Meet Our Physicists

Tao Han

Tao Han headshot

Tao Han received his PhD from the University of Wisconsin in 1990. He was a Research Associate at Fermilab and a National SSC Fellow until 1993. He joined UC Davis as an Assistant Professor in 1993 and was promoted to Associate Professor II in 1997. In 1998, he returned to UW Madison, was promoted to Full Professor in 2001, and served as co-director for the “Phenomenology Institute” from 2006. In 2011, he relocated to the University of Pittsburgh and presently serves as the founding director of the Pittsburgh Particle Physics, Astrophysics and Cosmology Center (PITT PACC). He was named Distinguished Professor of High Energy Physics in 2014.
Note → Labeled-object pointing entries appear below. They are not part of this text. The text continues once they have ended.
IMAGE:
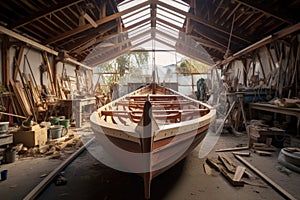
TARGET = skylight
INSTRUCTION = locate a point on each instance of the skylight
(144, 12)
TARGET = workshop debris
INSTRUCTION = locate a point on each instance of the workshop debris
(274, 185)
(60, 180)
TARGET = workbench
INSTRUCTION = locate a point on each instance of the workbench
(77, 106)
(277, 109)
(6, 139)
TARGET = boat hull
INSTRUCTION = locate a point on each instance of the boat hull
(156, 139)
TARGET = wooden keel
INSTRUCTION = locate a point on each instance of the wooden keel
(146, 143)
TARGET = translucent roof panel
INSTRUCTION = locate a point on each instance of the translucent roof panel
(136, 15)
(144, 12)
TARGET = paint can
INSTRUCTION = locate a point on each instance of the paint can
(4, 174)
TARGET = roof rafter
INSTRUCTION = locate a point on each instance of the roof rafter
(37, 16)
(98, 22)
(267, 11)
(202, 21)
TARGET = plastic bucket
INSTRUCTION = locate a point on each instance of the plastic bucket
(4, 174)
(9, 156)
(54, 120)
(64, 122)
(3, 127)
(55, 131)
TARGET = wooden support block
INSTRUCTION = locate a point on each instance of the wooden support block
(229, 178)
(227, 162)
(214, 164)
(247, 154)
(263, 153)
(279, 189)
(224, 172)
(265, 148)
(207, 168)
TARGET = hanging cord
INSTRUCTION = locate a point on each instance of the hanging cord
(230, 35)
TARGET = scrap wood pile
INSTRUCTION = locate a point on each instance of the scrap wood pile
(54, 148)
(237, 175)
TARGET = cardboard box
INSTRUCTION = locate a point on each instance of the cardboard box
(32, 138)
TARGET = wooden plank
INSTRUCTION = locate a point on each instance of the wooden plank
(274, 185)
(38, 46)
(240, 170)
(46, 60)
(42, 185)
(233, 149)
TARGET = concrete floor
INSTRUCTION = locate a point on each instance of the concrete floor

Han’s research has focused on new physics at colliders, phenomenological formulation of theoretical models. He contributed to Higgs physics at hadron colliders, initiating the concepts of “central-jet vetoing”, “forward-jet tagging”, and “cluster transverse mass.” He contributed to the formulation for R-parity violating interactions in SUSY, and the Lagrangian field-theoretic description for Kaluza-Klein states in large extra dimensions. He proposed to test neutrino mass generation mechanisms at colliders, among other experiments. He has also worked on dark matter studies connecting collider signals with direct and indirect searches. In recent years, he has been involved in exploring physics potentials for future high-energy colliders.

Han was elected a Fellow of the American Physical Society (APS) in 2003 and a Fermilab Frontier Fellow in 2004. He is an elected general member of Aspen Center for Physics and of CTEQ. He was 2021 Chair of APS Division of Particles and Fields, Chair for the 2020 APS April Meeting. Han now serves on International Advisory Panels for the High Energy Accelerator Research Organization (KEK) and Durham University’s IPPP.